Large developed and developing companies met this past week in New York City at the Major Economies Forum to discuss the components and prospects of a successful climate deal. Some are blaming the US’s inability to pass domestic climate legislation, but few are hopeful, including US climate envoy Todd Stern, that “in any way [there will be] a legal treaty to be done in Cancun this year” at the December meetings. However, Stern is standing by the US’s pledge to cut GHG emissions by 17% by 2020 compared to 2005 levels.
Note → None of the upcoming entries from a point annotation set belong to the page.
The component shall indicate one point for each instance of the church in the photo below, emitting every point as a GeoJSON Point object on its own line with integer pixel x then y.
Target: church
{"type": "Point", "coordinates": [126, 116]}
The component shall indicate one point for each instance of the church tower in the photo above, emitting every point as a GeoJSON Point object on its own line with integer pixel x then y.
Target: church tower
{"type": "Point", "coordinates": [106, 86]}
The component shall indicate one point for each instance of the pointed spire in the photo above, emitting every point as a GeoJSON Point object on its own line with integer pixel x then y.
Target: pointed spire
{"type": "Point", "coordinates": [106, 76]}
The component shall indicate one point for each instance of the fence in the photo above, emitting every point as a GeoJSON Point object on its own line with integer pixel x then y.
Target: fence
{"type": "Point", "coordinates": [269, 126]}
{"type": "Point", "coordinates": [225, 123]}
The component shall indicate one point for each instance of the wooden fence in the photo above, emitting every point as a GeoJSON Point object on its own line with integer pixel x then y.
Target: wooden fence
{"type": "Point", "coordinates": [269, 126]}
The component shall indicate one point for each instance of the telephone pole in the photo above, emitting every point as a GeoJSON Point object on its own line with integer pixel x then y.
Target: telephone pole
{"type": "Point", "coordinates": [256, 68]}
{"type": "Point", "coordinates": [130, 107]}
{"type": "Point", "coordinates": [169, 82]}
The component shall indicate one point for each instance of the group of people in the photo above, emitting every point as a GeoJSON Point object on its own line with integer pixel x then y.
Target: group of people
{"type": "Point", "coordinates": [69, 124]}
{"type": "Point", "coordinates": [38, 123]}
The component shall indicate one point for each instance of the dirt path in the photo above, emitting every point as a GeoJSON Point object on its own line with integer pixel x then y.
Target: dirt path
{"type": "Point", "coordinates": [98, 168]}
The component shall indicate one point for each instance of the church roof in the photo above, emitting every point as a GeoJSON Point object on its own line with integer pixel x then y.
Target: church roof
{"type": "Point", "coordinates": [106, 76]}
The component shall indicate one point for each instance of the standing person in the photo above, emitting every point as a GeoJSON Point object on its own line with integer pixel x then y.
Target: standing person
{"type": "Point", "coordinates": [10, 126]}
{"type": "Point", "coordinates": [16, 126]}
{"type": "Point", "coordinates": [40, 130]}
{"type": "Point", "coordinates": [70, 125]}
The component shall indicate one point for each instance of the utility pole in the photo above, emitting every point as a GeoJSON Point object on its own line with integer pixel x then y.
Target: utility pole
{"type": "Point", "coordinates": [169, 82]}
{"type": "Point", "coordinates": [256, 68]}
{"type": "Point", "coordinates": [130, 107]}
In the most recent attempt to yield US legislative progress, Senators Bingaman (D-NM) and Brownback (R-KS) have proposed the Renewable Energy Promotion Act, which includes a 15% renewable generation standard (including efficiency), in the hopes of passing such during the lame duck session post the November elections.
Elsewhere in NYC at the launch of the Carbon Disclosure Project’s Global 500 and S&P 500 report results, UN climate chief, Christiana Figueres, suggested that strong support for a climate treaty from businesses lobbying their governments is essential to progress. She cited the huge appeal of certainty and business opportunities for corporations the world over. An article from the Huffington Post warns about allowing business to lead on climate change regulation.
- George Soros calls for trillions in private financing to combat climate change rather than relying on government supp
- China and India should have legally binding emissions targets, suggests US envoy Stern.